By: Christopher Lewis
USD/JPY has been one of my favorite pairs to trade lately. While the rest of the world has been sweating every micro movement in the EUR/USD pair, this one has been quite robust and certainly has had a trend. The USD/JPY simply put, has been on fire overall.
The breaking of the trend line from the financial meltdown is a big deal. The breaking of the 80 level is just as big, especially when you think about the fact that the Bank of Japan intervened twice, and couldn’t break above it. The 80 handle is in essence the “turning point” in this pair for me at the moment. As long as we are above it, I am overall bullish on it.
82
82 is also an interesting level, and that is exactly where we find ourselves. The Bank of Japan helped push this pair higher by announcing an expansion of their bond buying program, which is essentially like printing Yen and throwing them into the market. The market has certainly priced this in a bit, and any expansion of this program could push it much higher.
The 85 handle is absolutely crucial. If we can get above that, I plan on being long in this market for a very, very long time. Perhaps even years. However, until that time comes, we need to find support in order to push the market higher. I believe that the 82 level is an attempt at that, although it should be said that the Monday candle closed at the very lowest part of the candle at this handle. However, if it can hold – this would be a bullish sign indeed.

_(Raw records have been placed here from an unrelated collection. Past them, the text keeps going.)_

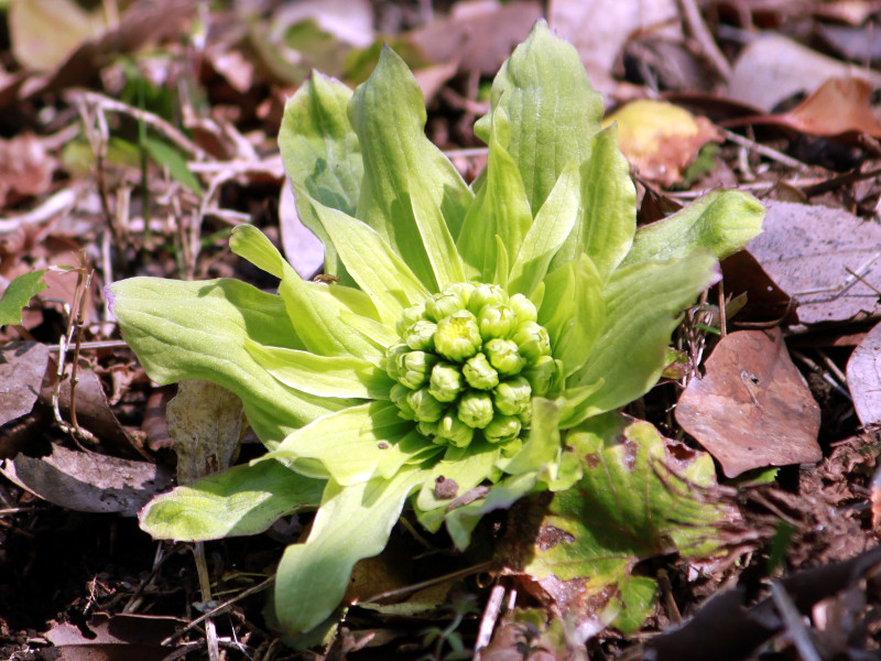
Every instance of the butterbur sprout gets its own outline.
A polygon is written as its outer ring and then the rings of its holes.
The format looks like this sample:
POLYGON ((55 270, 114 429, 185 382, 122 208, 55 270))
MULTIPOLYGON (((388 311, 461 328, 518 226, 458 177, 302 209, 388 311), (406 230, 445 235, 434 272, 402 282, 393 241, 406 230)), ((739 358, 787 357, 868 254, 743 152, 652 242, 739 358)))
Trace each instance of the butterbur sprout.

The 82 level could show signs of support for the next few days coming up. This is because the Non-Farm Payroll report on Friday is extremely important in factoring in the possibility of another round of quantitative easing in the United States. If the jobs report is strong, meaning well above the 200k mark, we should see the pair make a serious attempt to break above it if we get a large surprise to the upside. If not, the move could be down to the 80 handle. Between now and then, short-term buying might be a viable strategy as long as the 82 level can hold.